What the figure shows (non-visual equivalent). \(p(1) = 0.5\), \(p(2) = 0.25\), \(p(3) = 0.125\), and so on — each bar is half the height of the one before it. The mean wait is \(E[X] = 1/p = 2\) trials, marked by the dashed line. Synthetic instructional example; numbers are illustrative.

Poisson — counts of rare events in a fixed window

The Poisson model is different in flavor: there are no obvious individual “trials” to count. Instead you have a continuous window — an hour, a page, a stretch of road — within which events happen at a steady average rate, independently, and rarely on any tiny sub-interval. Let \(N\) be the number of events in that window and \(\lambda\) the average count per window.
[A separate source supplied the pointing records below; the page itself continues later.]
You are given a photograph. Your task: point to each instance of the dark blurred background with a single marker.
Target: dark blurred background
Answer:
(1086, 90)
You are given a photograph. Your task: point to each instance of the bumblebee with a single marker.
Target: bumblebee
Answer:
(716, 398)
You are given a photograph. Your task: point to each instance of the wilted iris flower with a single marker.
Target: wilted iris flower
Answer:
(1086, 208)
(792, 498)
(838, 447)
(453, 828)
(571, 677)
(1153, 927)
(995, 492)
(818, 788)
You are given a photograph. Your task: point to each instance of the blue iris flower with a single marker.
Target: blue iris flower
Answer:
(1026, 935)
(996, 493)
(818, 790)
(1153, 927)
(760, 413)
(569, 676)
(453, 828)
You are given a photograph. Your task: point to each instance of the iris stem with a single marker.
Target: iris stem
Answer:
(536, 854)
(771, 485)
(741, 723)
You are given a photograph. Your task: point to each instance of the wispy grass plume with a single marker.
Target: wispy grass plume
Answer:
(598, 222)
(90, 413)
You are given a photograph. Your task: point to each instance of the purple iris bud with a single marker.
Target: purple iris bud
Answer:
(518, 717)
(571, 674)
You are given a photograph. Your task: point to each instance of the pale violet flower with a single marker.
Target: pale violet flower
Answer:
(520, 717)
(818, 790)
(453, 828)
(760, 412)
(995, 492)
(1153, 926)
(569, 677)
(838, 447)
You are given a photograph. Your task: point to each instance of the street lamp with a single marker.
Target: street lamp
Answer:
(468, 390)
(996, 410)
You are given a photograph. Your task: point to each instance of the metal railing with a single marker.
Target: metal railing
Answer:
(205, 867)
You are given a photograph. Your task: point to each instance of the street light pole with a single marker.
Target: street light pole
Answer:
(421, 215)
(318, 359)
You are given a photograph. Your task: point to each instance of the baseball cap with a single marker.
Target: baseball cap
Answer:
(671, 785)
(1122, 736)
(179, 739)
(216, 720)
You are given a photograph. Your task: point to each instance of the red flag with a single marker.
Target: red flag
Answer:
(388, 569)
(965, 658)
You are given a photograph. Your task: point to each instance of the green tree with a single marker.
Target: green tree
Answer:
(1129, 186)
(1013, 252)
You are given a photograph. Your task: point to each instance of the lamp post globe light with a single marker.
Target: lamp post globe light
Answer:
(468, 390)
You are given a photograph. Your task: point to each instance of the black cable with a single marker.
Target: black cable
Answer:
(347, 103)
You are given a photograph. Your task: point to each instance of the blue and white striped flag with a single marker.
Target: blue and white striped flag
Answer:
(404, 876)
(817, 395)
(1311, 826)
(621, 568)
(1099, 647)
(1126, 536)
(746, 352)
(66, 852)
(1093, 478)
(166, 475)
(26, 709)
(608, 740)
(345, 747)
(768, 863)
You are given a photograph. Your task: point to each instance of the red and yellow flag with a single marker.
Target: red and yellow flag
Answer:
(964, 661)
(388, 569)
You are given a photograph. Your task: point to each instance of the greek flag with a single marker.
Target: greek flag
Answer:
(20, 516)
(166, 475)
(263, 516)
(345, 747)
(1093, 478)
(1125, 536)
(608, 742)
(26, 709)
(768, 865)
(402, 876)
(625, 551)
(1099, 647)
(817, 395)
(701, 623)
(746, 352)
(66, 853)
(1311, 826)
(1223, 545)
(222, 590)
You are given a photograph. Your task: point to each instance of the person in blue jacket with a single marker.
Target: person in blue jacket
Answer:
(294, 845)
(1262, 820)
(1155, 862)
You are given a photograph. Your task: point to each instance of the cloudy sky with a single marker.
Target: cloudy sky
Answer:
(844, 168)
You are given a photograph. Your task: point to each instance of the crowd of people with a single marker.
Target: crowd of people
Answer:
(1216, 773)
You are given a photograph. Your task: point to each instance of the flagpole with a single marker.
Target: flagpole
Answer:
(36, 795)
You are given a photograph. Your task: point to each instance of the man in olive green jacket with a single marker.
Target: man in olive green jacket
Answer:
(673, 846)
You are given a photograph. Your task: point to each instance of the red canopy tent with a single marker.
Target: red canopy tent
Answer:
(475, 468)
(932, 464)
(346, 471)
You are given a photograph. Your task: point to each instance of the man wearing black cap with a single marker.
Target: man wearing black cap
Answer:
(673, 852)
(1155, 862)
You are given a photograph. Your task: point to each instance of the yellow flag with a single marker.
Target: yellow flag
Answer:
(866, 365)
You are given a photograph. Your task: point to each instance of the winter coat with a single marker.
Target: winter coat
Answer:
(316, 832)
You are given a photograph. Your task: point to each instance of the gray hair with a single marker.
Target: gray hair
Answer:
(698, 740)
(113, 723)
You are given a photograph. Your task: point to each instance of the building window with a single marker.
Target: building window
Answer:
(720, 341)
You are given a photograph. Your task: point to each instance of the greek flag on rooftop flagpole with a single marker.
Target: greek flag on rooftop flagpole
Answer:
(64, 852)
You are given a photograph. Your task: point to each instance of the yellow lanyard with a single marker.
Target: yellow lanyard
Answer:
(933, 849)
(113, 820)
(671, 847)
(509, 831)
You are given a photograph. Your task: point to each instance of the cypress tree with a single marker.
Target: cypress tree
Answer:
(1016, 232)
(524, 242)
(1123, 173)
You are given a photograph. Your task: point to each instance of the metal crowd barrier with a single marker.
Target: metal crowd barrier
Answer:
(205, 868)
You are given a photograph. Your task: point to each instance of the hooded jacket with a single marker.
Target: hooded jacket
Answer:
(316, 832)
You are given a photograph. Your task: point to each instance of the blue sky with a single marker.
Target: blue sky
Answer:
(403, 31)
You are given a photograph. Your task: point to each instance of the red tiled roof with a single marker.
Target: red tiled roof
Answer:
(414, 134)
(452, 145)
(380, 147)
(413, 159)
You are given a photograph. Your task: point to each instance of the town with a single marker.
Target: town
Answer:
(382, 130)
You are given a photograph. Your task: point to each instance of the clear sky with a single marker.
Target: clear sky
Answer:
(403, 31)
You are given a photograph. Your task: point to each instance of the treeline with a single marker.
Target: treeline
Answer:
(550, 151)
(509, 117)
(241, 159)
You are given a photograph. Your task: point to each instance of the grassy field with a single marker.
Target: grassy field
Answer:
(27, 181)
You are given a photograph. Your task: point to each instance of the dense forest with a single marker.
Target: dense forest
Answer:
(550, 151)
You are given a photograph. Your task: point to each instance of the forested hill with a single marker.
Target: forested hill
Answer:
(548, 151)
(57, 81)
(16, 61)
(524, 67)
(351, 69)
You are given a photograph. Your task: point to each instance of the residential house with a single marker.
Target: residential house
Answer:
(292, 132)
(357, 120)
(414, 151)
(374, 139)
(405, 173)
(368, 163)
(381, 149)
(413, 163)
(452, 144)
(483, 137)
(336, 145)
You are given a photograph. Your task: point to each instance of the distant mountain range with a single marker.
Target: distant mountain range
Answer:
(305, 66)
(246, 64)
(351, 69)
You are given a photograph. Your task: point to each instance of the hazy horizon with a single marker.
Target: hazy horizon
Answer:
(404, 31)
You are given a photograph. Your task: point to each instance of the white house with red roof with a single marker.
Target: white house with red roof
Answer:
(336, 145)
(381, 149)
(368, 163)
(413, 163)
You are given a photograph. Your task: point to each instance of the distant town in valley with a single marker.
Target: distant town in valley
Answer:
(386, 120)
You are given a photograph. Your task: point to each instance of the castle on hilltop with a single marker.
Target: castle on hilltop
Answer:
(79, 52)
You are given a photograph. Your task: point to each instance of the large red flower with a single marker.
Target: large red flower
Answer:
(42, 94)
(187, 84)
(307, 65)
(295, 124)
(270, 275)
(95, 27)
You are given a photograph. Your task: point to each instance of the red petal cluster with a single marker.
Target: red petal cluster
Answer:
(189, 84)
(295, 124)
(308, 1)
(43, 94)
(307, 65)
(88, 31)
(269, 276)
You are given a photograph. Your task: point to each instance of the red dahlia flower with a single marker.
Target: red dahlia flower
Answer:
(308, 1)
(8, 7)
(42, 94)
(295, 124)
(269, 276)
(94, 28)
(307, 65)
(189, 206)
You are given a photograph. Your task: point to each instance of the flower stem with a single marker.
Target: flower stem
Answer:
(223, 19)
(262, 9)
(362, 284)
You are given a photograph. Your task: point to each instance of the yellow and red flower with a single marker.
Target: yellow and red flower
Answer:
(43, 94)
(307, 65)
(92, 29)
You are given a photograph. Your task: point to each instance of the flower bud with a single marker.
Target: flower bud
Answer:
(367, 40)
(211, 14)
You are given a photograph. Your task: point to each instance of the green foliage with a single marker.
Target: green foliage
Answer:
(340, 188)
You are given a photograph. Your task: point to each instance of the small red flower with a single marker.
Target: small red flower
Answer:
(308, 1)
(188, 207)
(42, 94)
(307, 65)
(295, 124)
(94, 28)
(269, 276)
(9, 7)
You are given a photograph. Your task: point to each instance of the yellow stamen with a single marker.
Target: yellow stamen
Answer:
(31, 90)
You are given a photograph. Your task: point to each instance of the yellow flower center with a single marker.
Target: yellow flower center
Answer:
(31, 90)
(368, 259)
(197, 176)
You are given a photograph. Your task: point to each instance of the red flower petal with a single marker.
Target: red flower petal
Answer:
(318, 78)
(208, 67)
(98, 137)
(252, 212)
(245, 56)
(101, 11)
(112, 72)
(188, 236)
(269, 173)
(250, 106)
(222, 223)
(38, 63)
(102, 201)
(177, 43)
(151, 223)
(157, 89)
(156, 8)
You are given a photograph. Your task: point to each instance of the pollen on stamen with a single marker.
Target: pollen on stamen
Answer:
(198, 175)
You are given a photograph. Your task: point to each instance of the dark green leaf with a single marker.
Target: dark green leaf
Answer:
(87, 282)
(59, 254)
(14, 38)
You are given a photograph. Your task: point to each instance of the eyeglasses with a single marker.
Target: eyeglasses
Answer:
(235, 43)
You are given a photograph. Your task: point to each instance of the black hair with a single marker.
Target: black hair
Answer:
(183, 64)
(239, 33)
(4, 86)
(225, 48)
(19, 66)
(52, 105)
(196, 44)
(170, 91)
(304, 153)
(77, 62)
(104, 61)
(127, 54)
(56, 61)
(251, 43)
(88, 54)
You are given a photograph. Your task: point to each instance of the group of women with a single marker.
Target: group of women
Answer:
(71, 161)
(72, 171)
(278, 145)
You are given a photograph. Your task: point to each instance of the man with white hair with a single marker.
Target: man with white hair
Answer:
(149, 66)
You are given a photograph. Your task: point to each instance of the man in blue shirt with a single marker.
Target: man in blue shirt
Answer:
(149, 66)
Then

\[ p(x) = \frac{e^{-\lambda}\,\lambda^{x}}{x!}, \qquad x = 0, 1, 2, \dots \]

The signature property is that the mean and the variance are equal:

\[ E[N] = \lambda, \qquad \text{Var}(N) = \lambda. \]

That equality is a quick diagnostic. If you have count data whose spread is much larger than its average, the Poisson assumption of independent, steady-rate events is probably violated (events may cluster). The Poisson is the natural model for shuttle arrivals in an hour, typos on a page, calls reaching a help desk, or particles registering on a counter — any setting where many opportunities each carry a small chance and you care about the total. (Conceptually, it is the limit of a Binomial(\(n\), \(p\)) where \(n\) grows large, \(p\) shrinks, and the product \(np = \lambda\) stays put. You can keep that picture in mind without proving it here.)

Choosing among them

Before the words, here is the same decision path as a picture — the question to ask, and the three places it can land:

A flowchart with one top box ('What are you counting?') branching by arrows into three boxes: fixed number of trials counting successes, trials until the first success, and events at a steady rate with no trials; each of these points down to its named model, Binomial (with Bernoulli as its n=1 case), Geometric, and Poisson. — Figure 2: **Choosing a discrete model (synthetic).** The same question, asked three ways: is what you’re counting a fixed batch of trials, a wait for a first success, or a rate of events with no discrete trials at all?

What the figure shows (non-visual equivalent). Three questions, three models: a fixed trial count with successes counted is binomial (or Bernoulli when \(n=1\)); trials run until the first success is geometric; events scattered at a steady rate with no discrete trials at all is Poisson. Synthetic instructional example; numbers are illustrative.

A short decision path covers most cases. Ask first whether the number of trials is fixed. If yes and you are counting successes, reach for the binomial; the single-trial case \(n = 1\) is just the Bernoulli. If instead you keep trying until the first success and count the trial number, that is the geometric. If there are no discrete trials at all — just events scattered through a window at a steady rate — that is the Poisson. The same data sometimes admits more than one framing, so the assumptions, not the surface story, decide the model.

Two bar charts side by side. Left: Binomial(10, 0.5), symmetric, tallest at 5. Right: Poisson(4), right-leaning, tallest at 3 and 4 with a tail to the right, annotated P(N=4) about 0.195. — Figure 3: **Discrete model shapes (synthetic).** Two named models the recurring case uses: \(\text{Binomial}(10, 0.5)\) (the guessing quiz) is symmetric and peaks at \(5\); \(\text{Poisson}(4)\) (hourly shuttle arrivals) leans right, with mean \(=\) variance \(= 4\).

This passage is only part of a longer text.